Привет тебе от Дуськи. Видимся с ней постоянно, каждый вечер. Тоже сидит, штудирует грамматику. „Войну и мир“ взялась читать. Не представляю из нее учительницу.
Я хочу, чтобы ты приехал в воскресенье. Пошли бы купаться. Не днем, а вечером, конечно. И я днем буду на покосе. Папка запил. Мама переживает.
Сделала много новых фоток. Посмотришь. На одной ты и Рыжий, в обнимку, смешные. У Рыжего глаза получились закрытыми – моргнул. Сделала три. Одну себе оставлю. Как я там буду без ваших физиономий?
Надо списывать вопросы к экзаменам, а настроения нет. Виновник – ты. Так уж мир, наверное, устроен. Один из двух мучается, ждет, а другому дела до этого нет никакого, потому что ему ничего и никого не надо, он один в своей родной стихии и на час свою любимую Ялань ради кого-то не может покинуть. Хочу быть рядом с тобой, радоваться, а не грустить. Или ты думаешь, что нам незачем встречаться? Не верю я этому. Не хочу быть с кем-то другим, мечтать с ним о будущем, вспоминать прошлое. Прошлое у меня только с тобой. Знай, что я буду с тобой до тех пор, пока ты сам меня не оттолкнешь, не скажешь мне: Танька, как ни жаль, у меня есть другая, или же, Танька, ты сама во всем виновата, или еще что-нибудь в этом роде. Маузер мне сказал, что мы с тобой созданы друг для друга. И Дуська так же говорит, хотя меня немного и жалеет почему-то. Молю Бога, чтобы он дал скорую, радостную встречу и чтобы мы были долго-долго вместе в этой встрече. Ты же ведь тоже хочешь этого?
Меня до тебя никто не тронул и после тебя никто не тронет. Никогда.
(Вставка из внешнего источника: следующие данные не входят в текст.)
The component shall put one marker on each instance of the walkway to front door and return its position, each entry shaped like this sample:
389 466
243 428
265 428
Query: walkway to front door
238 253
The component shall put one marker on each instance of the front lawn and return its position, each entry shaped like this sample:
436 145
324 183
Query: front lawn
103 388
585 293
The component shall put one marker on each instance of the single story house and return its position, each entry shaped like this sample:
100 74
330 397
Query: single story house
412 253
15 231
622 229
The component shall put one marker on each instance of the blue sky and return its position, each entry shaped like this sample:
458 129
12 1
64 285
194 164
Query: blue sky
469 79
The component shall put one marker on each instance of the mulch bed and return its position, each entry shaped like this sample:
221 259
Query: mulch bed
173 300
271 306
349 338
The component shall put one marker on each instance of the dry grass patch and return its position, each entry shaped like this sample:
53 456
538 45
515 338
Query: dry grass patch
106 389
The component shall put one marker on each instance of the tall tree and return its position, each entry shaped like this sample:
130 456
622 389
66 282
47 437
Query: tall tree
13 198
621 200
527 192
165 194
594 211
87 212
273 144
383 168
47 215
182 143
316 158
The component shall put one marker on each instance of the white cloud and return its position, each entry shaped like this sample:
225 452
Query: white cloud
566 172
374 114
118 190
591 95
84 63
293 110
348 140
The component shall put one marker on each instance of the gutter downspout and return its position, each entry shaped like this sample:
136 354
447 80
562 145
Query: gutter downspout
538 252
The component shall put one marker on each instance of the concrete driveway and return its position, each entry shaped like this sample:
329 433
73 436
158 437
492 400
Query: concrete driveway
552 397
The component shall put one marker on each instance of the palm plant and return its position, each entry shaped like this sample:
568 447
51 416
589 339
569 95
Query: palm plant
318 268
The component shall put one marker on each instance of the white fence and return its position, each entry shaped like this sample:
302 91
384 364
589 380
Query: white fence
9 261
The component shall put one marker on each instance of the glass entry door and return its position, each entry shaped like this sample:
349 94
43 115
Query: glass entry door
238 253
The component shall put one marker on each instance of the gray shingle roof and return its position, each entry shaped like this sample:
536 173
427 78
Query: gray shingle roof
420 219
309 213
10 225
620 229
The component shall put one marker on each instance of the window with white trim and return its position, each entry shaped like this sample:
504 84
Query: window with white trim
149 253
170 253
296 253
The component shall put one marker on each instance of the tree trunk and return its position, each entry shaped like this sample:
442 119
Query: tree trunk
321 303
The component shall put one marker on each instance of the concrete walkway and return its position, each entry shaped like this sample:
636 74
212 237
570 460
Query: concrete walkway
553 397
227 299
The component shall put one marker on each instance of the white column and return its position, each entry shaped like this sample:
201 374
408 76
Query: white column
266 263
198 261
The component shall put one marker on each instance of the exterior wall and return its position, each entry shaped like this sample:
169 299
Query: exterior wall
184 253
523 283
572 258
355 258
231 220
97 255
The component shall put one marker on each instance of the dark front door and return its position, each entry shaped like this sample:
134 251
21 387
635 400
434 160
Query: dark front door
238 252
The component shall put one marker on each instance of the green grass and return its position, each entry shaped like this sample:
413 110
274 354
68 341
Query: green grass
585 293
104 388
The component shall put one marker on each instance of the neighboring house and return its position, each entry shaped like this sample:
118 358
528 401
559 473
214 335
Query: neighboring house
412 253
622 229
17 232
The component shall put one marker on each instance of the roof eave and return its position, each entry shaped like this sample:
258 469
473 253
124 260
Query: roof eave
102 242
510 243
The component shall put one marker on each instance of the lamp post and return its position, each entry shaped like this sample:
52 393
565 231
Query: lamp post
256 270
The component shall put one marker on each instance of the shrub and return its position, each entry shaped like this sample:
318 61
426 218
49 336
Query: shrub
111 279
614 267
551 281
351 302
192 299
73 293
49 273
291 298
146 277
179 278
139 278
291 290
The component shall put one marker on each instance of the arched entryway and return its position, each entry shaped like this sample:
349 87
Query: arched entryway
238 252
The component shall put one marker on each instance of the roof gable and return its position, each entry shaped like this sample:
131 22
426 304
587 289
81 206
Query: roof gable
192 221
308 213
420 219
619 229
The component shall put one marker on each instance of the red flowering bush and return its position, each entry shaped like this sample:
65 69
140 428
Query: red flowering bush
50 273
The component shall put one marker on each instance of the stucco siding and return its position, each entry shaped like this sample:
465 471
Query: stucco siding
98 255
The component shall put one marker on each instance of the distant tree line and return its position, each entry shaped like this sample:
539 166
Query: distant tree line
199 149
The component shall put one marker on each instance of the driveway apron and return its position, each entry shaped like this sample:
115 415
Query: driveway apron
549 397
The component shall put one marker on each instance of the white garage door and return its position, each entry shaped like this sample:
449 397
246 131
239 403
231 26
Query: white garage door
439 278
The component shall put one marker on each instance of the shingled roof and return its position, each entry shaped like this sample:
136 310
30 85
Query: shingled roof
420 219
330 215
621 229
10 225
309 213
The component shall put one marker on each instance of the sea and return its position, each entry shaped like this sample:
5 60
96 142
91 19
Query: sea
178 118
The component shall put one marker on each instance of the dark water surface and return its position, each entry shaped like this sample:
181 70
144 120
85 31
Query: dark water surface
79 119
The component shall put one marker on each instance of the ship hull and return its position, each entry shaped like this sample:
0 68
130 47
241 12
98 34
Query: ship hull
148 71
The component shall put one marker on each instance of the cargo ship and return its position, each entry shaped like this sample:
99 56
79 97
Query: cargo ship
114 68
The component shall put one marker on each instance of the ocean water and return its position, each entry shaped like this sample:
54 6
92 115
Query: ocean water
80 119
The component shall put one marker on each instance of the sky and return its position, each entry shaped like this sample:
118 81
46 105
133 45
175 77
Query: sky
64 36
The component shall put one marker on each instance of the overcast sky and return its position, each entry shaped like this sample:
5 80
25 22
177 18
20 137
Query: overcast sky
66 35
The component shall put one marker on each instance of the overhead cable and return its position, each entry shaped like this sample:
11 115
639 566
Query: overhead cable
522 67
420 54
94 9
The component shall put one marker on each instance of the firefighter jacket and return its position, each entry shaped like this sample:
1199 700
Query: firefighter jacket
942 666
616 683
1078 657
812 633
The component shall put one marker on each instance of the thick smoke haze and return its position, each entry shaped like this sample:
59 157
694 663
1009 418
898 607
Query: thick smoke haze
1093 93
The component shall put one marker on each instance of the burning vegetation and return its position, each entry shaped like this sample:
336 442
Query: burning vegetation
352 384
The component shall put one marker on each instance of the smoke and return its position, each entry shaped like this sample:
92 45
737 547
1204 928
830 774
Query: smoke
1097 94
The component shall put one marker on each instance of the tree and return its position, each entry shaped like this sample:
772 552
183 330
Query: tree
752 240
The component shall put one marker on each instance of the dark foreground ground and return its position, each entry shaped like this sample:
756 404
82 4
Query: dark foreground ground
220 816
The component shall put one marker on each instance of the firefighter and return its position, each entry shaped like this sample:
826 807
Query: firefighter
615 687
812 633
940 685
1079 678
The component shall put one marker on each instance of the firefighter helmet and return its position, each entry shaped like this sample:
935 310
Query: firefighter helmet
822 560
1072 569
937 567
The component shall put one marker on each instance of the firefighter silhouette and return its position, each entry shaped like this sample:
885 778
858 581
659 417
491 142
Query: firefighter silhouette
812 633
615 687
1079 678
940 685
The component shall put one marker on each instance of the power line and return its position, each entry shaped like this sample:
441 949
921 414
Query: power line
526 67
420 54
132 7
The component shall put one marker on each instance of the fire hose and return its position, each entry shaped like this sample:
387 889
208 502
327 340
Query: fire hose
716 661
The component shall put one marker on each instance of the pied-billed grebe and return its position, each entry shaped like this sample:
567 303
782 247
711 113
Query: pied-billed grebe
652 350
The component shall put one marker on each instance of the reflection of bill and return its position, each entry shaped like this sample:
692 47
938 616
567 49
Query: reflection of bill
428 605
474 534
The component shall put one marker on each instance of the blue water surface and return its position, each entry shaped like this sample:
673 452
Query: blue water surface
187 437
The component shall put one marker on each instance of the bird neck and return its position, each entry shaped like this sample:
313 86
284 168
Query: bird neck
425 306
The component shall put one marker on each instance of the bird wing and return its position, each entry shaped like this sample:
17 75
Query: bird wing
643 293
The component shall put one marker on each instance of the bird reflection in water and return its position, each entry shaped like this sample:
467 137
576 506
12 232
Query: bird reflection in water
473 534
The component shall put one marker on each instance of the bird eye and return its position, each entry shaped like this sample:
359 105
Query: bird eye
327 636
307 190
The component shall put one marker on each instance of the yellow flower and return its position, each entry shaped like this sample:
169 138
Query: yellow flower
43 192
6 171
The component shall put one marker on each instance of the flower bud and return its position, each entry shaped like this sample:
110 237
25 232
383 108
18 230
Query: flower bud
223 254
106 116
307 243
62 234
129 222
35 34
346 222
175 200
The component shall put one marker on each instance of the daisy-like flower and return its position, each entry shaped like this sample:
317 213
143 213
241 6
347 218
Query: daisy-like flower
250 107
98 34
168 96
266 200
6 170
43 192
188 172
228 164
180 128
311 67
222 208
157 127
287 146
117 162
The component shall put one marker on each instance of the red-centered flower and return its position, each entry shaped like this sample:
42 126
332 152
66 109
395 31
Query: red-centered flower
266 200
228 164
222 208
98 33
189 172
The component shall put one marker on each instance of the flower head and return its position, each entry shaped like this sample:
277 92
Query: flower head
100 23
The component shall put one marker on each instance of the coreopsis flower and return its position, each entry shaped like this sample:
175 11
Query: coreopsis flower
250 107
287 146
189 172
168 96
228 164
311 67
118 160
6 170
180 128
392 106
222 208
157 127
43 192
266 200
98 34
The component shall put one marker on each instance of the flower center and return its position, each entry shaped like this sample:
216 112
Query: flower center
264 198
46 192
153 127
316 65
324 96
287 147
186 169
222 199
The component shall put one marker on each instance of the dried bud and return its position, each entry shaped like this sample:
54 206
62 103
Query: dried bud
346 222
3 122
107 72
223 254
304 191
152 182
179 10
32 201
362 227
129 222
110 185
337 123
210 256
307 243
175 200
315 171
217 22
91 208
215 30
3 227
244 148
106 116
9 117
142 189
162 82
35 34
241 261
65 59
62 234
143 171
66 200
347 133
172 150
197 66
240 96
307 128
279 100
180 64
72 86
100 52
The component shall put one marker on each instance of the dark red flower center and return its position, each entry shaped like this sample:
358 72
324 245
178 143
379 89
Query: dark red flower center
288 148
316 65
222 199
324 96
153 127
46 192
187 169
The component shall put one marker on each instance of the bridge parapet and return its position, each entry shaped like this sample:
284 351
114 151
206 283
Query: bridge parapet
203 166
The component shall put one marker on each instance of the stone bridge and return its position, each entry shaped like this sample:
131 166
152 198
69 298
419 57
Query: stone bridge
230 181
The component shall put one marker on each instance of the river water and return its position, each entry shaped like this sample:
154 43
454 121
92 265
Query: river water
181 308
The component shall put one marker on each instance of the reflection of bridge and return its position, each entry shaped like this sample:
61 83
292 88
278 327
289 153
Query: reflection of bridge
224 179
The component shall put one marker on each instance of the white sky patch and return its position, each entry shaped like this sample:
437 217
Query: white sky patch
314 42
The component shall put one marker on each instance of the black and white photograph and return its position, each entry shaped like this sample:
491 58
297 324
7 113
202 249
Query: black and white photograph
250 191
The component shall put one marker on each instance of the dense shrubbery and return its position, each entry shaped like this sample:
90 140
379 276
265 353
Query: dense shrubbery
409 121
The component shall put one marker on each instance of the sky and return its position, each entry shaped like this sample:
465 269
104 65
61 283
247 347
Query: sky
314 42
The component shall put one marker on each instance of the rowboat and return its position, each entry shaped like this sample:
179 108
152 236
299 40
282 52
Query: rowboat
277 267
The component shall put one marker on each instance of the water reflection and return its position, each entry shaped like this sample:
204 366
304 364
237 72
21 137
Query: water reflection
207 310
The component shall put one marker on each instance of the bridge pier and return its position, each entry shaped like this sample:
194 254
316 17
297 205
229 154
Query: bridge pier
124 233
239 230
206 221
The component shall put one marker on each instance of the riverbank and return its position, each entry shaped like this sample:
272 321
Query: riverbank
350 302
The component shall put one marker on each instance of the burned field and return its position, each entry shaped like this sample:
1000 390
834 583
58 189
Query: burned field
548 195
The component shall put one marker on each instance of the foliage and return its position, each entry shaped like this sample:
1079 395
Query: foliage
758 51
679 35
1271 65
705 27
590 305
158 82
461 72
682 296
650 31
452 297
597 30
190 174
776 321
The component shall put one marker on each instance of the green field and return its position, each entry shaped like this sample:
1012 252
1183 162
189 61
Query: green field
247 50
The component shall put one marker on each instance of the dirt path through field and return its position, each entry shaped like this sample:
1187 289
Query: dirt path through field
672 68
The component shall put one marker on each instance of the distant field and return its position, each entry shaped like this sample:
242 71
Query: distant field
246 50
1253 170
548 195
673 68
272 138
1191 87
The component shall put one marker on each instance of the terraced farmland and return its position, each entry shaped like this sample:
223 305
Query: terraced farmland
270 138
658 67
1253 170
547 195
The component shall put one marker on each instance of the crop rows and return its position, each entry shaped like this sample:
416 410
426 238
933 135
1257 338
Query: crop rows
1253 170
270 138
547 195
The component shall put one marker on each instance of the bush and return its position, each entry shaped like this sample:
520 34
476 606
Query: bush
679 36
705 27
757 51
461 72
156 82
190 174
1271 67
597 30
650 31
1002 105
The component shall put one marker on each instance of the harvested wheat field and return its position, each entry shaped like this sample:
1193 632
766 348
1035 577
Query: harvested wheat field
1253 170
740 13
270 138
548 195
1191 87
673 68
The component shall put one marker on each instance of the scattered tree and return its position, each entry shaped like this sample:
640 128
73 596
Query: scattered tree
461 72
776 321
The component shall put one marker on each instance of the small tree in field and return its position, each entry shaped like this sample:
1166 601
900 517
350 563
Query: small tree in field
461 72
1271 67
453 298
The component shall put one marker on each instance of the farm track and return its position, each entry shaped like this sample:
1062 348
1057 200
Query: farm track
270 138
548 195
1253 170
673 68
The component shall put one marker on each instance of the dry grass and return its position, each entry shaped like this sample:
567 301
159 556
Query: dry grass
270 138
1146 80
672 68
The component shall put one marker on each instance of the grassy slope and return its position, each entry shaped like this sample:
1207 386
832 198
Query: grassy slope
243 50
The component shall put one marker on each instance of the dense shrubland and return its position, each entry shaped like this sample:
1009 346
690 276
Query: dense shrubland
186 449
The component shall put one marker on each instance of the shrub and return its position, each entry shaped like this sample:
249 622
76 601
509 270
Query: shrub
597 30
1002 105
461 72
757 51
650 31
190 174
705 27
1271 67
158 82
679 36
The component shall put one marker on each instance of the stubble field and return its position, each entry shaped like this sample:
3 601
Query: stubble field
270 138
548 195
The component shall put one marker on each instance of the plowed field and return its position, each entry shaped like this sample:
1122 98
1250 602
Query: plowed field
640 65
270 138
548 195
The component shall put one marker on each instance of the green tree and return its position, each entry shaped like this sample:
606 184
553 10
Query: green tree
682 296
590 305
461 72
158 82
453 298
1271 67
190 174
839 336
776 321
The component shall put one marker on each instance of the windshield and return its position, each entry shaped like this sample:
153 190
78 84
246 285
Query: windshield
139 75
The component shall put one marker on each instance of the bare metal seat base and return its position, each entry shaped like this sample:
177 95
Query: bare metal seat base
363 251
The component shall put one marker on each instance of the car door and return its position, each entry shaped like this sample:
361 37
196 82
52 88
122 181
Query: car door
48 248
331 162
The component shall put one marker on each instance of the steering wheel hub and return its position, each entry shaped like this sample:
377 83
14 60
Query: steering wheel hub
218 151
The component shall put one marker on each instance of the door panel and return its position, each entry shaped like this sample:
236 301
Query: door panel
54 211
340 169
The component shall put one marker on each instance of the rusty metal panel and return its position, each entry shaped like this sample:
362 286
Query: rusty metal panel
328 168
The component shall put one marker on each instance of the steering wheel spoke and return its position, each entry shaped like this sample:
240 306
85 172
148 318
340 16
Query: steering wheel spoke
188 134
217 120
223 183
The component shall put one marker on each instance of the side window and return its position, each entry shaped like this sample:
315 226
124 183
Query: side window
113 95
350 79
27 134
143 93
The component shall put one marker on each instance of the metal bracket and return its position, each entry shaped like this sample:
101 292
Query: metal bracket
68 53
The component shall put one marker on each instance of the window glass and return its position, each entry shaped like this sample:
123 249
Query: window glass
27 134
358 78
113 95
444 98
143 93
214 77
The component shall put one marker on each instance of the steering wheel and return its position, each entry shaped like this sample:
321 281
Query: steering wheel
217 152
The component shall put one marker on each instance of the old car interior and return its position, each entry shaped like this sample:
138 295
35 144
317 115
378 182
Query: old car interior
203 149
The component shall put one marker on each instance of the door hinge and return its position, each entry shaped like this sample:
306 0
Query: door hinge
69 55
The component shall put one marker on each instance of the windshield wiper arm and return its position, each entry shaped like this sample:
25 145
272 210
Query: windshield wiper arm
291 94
Стоит ли тебе объяснять почему, ты, наверное, и сам понимаешь. У меня до сих пор стоят в ушах твои жестокие слова: Ты сама… если бы не ты… Да, все зависит от девчонки, т. е. от нас. Но я это тогда, в ту ночь, сделала только ради тебя. Ты единственный, ради которого я пошла на это…
Ты мой, ты только мой, и никто не имеет права тебя забрать у меня.
И еще мне было так обидно оттого, что ты не верил, что тогда, почти ровно год назад, был мой первый в жизни поцелуй, тогда я была готова все доказательства тебе преподнести, чтобы уверить тебя. Сейчас-то, надеюсь, ты знаешь, что у меня, как и у тебя, это было впервые. И ты из вредности не верил мне или так просто говорил. Ведь ты же вредный?